Gov't seen as a pushover in CHB-Taishin deal: expert
The China Post news staffTAIPEI, Taiwan -- The Ministry of Finance is opposing a merger between the quasi-state Chang Hwa Bank and Taishin Commercial Bank because of the perception that Taishin is calling all the shots, said an expert yesterday.
February 22, 2013, 4:50 pm TWN
“Orderly integration of financial institutions in the market is needed, yet in the case of a merger between Chang Hwa and Taishin, the government's role is greatly diminished,” said Yin Nai-ping, professor of finance at National Chengchi University.
Talks of a merger between the two have gone on for seven years and began in 2005 with Taishin purchasing a 22.5-percent stake in Chang Hwa. Taishing subsequently boosted its holdings to 25 percent. The merger however has not taken place.

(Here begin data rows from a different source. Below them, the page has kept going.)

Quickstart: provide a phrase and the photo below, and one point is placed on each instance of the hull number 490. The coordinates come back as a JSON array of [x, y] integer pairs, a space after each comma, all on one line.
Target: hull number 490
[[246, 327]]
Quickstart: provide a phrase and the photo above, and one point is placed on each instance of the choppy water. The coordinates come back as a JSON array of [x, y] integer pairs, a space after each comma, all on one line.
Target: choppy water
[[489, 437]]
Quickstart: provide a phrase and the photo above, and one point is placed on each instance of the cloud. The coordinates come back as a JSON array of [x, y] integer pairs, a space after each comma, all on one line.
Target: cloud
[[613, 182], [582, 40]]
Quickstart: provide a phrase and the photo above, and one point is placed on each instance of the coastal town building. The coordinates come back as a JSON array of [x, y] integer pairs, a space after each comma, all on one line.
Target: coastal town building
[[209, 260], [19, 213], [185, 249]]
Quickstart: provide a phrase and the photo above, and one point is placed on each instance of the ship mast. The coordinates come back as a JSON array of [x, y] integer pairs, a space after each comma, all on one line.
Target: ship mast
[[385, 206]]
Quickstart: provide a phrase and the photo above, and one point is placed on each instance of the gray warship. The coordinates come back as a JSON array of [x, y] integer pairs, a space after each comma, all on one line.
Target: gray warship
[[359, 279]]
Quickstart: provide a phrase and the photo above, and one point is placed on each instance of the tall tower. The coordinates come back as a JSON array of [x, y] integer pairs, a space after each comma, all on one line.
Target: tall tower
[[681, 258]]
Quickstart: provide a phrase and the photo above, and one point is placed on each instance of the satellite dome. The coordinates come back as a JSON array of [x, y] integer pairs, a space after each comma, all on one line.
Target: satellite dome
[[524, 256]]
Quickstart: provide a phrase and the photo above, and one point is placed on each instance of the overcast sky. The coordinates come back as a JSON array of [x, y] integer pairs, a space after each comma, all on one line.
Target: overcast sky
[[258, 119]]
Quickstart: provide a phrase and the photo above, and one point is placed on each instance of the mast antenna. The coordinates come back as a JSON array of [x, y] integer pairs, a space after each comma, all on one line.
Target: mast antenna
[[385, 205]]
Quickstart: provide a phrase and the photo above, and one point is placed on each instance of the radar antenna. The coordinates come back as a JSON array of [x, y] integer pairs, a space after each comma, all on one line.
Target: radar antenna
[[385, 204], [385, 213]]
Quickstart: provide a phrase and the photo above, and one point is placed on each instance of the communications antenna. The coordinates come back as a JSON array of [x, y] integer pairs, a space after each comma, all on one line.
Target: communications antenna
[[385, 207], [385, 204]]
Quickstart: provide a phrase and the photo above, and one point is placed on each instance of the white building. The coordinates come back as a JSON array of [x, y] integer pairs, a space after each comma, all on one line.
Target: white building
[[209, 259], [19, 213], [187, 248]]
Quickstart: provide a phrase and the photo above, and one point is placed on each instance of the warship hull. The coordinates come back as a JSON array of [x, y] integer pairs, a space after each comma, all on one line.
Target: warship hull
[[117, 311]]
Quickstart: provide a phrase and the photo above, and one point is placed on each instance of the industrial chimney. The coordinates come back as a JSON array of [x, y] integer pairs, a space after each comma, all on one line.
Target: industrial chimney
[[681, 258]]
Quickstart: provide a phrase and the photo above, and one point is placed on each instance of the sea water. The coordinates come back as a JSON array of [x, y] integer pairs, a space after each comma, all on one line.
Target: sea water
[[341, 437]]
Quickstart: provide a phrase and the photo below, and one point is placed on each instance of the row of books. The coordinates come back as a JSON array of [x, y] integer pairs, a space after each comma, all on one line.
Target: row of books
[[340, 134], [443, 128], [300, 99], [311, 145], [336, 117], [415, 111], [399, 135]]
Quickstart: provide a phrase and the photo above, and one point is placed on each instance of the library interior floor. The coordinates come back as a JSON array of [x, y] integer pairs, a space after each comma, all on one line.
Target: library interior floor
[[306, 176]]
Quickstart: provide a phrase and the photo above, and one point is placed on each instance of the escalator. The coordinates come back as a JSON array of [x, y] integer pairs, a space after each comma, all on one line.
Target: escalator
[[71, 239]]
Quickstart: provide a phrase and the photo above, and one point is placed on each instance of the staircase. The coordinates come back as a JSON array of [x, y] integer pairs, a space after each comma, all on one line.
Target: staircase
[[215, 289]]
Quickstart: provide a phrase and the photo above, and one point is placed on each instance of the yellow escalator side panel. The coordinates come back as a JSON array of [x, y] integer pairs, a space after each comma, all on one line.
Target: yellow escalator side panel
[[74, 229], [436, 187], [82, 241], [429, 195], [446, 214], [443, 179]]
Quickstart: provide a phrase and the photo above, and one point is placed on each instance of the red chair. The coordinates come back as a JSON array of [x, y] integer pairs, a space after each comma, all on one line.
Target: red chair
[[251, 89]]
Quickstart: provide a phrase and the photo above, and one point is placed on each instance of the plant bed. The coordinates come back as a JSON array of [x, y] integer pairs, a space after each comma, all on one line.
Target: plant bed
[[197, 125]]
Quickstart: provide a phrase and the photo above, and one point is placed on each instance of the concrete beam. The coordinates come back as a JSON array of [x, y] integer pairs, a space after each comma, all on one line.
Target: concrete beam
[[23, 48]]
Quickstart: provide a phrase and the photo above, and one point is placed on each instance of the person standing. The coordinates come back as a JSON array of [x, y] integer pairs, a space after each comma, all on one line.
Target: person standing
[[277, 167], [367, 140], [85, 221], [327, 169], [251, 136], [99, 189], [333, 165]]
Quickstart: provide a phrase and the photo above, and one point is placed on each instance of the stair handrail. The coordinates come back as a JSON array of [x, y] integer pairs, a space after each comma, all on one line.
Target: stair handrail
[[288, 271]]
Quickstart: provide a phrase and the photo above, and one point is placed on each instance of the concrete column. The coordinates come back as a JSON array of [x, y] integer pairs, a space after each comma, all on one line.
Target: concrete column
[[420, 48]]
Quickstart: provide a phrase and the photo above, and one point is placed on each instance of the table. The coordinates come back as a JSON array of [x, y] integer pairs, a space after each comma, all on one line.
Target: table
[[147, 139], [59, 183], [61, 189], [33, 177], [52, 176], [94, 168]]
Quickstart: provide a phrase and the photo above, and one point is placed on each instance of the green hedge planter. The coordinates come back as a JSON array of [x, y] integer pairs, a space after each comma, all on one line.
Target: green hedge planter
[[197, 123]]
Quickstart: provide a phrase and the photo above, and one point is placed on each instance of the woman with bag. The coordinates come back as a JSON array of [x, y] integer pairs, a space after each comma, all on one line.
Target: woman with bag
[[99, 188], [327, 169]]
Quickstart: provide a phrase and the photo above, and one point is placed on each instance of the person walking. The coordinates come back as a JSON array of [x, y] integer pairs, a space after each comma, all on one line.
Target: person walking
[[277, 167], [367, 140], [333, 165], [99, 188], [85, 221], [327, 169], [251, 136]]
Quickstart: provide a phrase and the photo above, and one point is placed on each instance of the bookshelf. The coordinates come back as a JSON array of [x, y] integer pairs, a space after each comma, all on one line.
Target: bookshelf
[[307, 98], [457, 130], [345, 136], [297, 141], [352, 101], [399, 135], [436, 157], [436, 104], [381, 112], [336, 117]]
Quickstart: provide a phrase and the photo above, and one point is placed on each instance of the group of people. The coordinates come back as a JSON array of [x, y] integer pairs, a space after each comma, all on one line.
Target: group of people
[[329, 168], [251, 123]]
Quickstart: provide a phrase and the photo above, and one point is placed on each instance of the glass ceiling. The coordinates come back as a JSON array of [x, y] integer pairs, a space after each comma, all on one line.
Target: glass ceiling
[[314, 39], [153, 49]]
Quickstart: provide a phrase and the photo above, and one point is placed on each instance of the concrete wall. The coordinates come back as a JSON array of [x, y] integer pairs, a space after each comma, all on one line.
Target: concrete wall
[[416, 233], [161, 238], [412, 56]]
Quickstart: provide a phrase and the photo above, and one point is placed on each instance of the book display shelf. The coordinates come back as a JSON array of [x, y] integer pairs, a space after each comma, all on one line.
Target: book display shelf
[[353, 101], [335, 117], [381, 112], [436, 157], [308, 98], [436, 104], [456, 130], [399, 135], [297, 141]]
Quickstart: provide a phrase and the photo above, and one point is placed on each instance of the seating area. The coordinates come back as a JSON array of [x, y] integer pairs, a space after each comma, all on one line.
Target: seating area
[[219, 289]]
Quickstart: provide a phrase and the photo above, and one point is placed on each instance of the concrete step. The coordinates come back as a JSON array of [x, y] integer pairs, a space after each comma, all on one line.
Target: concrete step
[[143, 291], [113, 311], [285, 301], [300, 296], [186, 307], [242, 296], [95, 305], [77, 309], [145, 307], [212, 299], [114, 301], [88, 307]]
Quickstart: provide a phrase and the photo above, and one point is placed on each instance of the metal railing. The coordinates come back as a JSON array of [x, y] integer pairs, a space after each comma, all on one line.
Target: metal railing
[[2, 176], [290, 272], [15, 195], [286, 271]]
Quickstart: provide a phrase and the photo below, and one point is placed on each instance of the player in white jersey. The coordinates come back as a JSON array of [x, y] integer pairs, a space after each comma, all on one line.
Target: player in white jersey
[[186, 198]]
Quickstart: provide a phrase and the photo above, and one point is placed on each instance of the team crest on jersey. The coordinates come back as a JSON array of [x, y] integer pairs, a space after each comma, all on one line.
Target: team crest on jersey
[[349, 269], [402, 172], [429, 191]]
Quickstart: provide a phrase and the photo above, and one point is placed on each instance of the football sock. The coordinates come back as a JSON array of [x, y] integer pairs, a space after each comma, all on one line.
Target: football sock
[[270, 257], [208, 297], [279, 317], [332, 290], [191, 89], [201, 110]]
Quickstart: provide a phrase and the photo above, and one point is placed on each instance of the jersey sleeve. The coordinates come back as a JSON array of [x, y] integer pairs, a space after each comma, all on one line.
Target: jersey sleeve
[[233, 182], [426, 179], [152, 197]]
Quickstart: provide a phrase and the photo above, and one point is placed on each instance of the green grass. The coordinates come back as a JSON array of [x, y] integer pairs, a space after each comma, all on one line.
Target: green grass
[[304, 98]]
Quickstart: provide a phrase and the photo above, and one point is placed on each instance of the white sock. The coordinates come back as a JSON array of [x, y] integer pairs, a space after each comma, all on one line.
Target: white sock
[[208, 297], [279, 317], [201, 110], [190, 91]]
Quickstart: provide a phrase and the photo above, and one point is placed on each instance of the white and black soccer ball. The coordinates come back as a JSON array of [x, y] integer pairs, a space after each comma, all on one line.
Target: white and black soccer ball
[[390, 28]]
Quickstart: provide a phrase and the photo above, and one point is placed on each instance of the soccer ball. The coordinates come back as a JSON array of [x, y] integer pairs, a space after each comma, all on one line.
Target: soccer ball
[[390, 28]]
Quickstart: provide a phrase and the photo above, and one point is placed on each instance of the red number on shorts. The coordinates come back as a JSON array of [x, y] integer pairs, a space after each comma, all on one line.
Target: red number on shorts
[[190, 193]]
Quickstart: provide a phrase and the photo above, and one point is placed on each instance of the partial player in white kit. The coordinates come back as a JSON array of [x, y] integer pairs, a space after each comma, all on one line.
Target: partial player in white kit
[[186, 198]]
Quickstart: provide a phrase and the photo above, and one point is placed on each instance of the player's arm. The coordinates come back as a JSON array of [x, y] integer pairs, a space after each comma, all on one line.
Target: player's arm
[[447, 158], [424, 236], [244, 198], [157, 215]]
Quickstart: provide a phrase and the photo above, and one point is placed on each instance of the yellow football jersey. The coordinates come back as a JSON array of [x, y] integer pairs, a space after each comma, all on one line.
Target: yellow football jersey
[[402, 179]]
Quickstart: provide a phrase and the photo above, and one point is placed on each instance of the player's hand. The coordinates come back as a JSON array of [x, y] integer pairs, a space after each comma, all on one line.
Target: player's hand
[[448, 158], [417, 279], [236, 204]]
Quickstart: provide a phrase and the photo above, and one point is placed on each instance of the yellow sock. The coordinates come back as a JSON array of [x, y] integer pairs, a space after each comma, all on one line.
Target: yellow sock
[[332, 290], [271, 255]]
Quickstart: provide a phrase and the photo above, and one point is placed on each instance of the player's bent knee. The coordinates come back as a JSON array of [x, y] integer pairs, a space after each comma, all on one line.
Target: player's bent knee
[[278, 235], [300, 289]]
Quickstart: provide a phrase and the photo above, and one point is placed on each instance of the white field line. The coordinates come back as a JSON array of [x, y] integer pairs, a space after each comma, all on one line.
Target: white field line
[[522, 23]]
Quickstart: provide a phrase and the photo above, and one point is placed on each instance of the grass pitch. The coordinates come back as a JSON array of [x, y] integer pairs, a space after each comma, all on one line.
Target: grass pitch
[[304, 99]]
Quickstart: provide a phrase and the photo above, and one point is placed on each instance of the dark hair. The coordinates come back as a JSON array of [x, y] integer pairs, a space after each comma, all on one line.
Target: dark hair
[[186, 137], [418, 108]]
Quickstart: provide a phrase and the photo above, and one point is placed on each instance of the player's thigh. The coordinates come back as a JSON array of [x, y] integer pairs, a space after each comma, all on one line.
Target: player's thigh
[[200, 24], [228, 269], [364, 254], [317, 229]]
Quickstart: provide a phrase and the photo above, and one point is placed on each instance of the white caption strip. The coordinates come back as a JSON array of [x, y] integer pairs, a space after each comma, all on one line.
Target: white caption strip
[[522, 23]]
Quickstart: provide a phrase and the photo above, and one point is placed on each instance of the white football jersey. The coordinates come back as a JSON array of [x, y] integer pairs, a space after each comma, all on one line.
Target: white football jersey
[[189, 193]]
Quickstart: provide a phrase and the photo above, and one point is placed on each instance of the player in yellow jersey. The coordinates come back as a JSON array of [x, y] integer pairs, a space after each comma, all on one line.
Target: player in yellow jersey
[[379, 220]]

On Wednesday, Taishin Financial, parent company of Taishin Commercial Bank, proposed that its banking unit be merged into Chang Hwa to complete the deal once and for all. The Ministry of Finance, the major stakeholder in Chang Hwa, vehemently opposed the deal, which it said would go against public interest.
“If the government, which has a majority stake in Chang Hwa, is the one that spearheads the whole deal, then there is no reason that the MOF should object to this,” Yin said. “Yet now, there is a perception that Taishin is calling all the shots, and the government is a mere pushover. It doesn't like that.”
Both Chang Hwa Bank and Taishin Financial fell yesterday, after Wednesday's surge on investors' knee-jerk reactions to the proposed deal. Chang Hwa and Taishin closed at NT$16.9 and NT$12.2, respectively, down 2.59 percent and 3.94 percent.